Once I make progress, you will get a ping from this PR. I do think that in addition to running the GitHub Actions testing pipeline on Windows (done on GitHub's servers), it will be useful to run things on a normal Windows computer. So this is one favor I'd ask from you at a later point.
Actually, on a related note -- @GKresearch can I ask how does one run and install SLiM on Windows?
On unix GitHub Actions servers I do this. But in order to plug the result of this PR into their Windows servers, I'll need a way to:
a) install SLiM in an automated way, b) run it from the command line.
I suspect b) is one of the things that your updates deals with.
Hi @bodkan,
I'm happy to run tests if needed on my computer.
You are correct that it my fix is only for b) as far as I am aware. As mentioned briefly, I used conda to download SLiM through the conda-forge channel. The other ways to install SLiM on Windows that I am aware of are the ones mentioned in the SLiM manual which is just to either build from source or through the MSYS installer. I think the easiest way of making an automated SLiM installation is to add the conda-forge channel to you setup_env() command and install SLiM through conda.
Ah, I didn't notice that you mentioned previously that you installed SLiM through conda, sorry about that.
I'm personally not a big conda fan for various socio-technical reasons (I use it inside setup_env()
only as an easy way to get the same compiled Python binary across operating systems)... and I'm hesitant to include this inside setup_env()
because that would make me responsible for debugging related user issues with conda itself (unfortunately there's already quite a lot of this even in the current simple situation)... BUT, you raise an excellent point:
I can install conda and then SLiM really easily on GitHub's Windows servers in an automated way, and then simply pick up the path to the SLiM binary installed in this way. That's a great idea. I seem to remember that slendr's slim()
function has a binary =
argument to set the path manually, if needed.
Thanks so much! It's so nice to have someone to talk through this together. :)
I'll be in touch.
Yeah, I used the slim_path argument myself when running this command since I had trouble adding the slim binary to $PATH.
Hey, sorry for the massive delay with this. Somewhat surprisingly, the spatial SLiM-related slendr features have been less of a focus in the group recently, so I found it hard to dedicate time to this. That said, an important (but long dormant) spatially-explicit project of mine has been raised from the dead, so I hope to finally polish the changes in this PR and merge them into the main slendr branch before the end of the year! I have a student here who is a Windows user, so I will finally have some hands-on opportunity for testing things.

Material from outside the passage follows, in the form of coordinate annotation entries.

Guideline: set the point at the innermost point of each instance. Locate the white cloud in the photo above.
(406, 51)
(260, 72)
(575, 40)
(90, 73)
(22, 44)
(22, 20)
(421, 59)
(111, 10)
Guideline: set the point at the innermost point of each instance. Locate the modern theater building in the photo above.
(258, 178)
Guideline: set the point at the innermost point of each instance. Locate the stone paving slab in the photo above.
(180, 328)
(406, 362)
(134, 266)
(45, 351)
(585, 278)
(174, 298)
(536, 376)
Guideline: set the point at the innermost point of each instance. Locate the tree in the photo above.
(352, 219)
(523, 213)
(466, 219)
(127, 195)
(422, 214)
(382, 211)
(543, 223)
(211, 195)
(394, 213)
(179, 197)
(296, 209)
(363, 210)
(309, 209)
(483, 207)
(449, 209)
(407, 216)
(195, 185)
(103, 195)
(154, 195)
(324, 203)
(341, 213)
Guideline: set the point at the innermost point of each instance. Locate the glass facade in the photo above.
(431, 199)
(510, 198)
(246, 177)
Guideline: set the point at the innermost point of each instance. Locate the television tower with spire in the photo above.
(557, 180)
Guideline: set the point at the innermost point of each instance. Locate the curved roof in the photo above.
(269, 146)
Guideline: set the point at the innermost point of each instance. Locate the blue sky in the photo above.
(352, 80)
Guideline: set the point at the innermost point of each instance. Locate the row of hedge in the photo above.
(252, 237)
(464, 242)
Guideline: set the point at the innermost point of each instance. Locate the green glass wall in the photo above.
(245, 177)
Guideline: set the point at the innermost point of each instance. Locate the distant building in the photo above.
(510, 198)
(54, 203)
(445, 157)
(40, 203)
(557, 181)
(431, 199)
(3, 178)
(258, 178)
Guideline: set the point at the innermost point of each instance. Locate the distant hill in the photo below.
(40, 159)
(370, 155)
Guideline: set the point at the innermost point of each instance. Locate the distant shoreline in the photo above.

Thanks for your patience! I'll post updates here as they come up.
The work is being continued in #149.
Hi Martin,
Here is my edit to try and get the slim command working in Windows. The primary changes are with the slim command line request with specific changes to the pathing. I hope this pull request works appropriately, let me know if there are any issues.
Couple of notes: I'm on a Windows 11 machine. My slim is held in a conda environment and was downloaded through conda-forge. I call the slim path directly with the "slim_path" option in your slim() R command. I used you setup_env() to get access to the necessary python modules. Other than that, these changes were sufficient to allow me to work through the tutorial that you have on the slendr website. I mention this briefly in notes in the code itself, but I did not test anything regarding the slim gui, this was command line only.